Dodał, że instytucje UE zajmują się nie tym, do czego są powołane. My, Polacy, mamy bardzo złe doświadczenia, jeśli chodzi o ingerencję w nasze sprawy - dodał, przypominając, że 200 lat temu "troska" Rosji, Niemiec i Austrii o sprawy Polski zakończyła się trzeba rozbiorami i utratą niepodległości na 125 lat, a potem z "bratnią pomocą" pośpieszyli Polsce komisarze sowieccy. Teraz z bratnią pomocą występują komisarze europejscy. Dla Europy najlepiej i najbezpieczniej jest, gdy polskimi problemami zajmują się wyłącznie sami Polacy - powiedział Iwaszkiewicz.
Zróbmy wszystko, by Europa rozwijała się w spokoju i by była wspólnotą suwerennych, równych, sprawiedliwie rządzonych państw - apelowała premier Beata Szydło zabierając głos po wysłuchaniu wystąpienia europosłów w debacie w PE o sytuacji w Polsce.

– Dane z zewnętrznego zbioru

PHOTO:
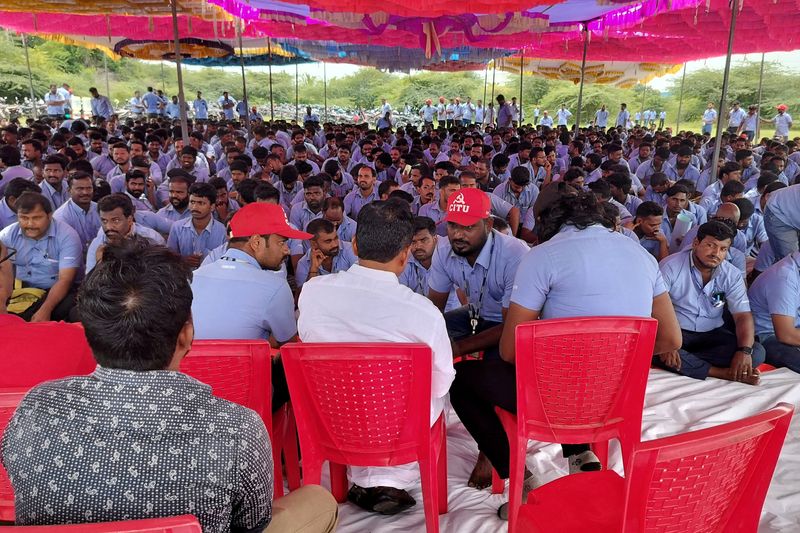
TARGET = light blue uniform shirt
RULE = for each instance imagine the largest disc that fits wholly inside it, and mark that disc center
(342, 261)
(776, 292)
(693, 301)
(138, 229)
(784, 204)
(559, 277)
(37, 262)
(488, 282)
(184, 240)
(354, 201)
(85, 223)
(235, 299)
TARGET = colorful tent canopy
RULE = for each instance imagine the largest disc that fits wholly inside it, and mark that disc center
(618, 73)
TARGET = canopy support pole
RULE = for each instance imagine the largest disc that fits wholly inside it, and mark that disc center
(105, 68)
(521, 69)
(30, 75)
(181, 96)
(725, 79)
(244, 82)
(271, 104)
(585, 31)
(758, 99)
(680, 101)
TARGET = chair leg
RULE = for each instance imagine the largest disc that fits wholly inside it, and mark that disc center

Michał Marusik, przemawiający w imieniu frakcji Europa Narodów i Wolności, powiedział, że nie martwi się debatą. Nie martwię się tym, że obca konkurencja Polskę krytykuje. To może oznaczać, że władze polskie podjęły jakieś działania ewidentnie zgodne z polskim interesem państwowym i narodowym - powiedział Marusik.
Problemem jest sam fakt, że ta debata się odbywa. Ta debata jest ostentacyjną manifestacją mieszania się czynników się zewnętrznych w wewnętrzne sprawy suwerennych państw. To jest choroba UE - ocenił.
Ja demokracji nienawidzę, demokracją pogardzam, ale wy jesteście demokratami, więc przyjmijcie do wiadomości, że lud polski demokratycznie i legalnie wybrał PiS - powiedział europoseł niezrzeszony Janusz Korwin-Mikke. Demokracja to tyrania większości, więc PiS, mając za sobą większość, będzie robiło, co chce - dodał. Ocenił też, że choć on nie lubi PiS, to Polacy wybrali tę partię "w nadziei, że poprzednich władców uda się powsadzać do więzień, bo tam jest ich miejsce".
Szef MSZ Holandii: Musimy wykluczyć podwójne standardy. Mamy zadanie do wykonania. Nie możemy się tylko wytykać palcami.
Pozwólcie nam zgodnie z wolą polskich obywateli zrealizować nam program. Pozwólcie nam rządzić - apeluje Beata Szydło. Ja jestem Europejką i jestem z tego dumna. Ale przede wszystkim jestem Polką i jestem z tego dumna - dodaje.
Szydło: Wierzę, że UE z troską pochyli się nad sprawami polskiej gospodarki. Śląsk potrzebuje pomocy UE. Bądźcie Państwo solidarni ze Śląskiem. Pomóżcie polskim kopalniom.
Wierzę w Unię Europejską, wierzę w Europę.
Szydło: Nie jesteśmy partią nacjonalistyczną. Takie sformułowania uważam za obraźliwe. Nie będę ich komentować.
Beata Szydło: Uważam, że ta debata jest zupełnie niepotrzebna, ale jestem tutaj, bo szanuję to, że PE chce pochylić się nad tym problemem.
Beata Szydło: Polski rząd sam wystąpił do Komisji Weneckiej o opinię. Nie musiał nas do tego nikt zachęcać.
Jedynym pani argumentem jest to, że PO popełniła błędy - zarzucał Beacie Szydło po jej drugim przemówieniu Guy Verhofstadt.
Dziś jest nam przykro, że Polska staje się przedmiotem debaty publicznej w Europie; to zdarza się po raz pierwszy w historii naszego członkostwa w Unii; mamy nadzieję, że po raz ostatni - dodał Jan Olbrycht z PO.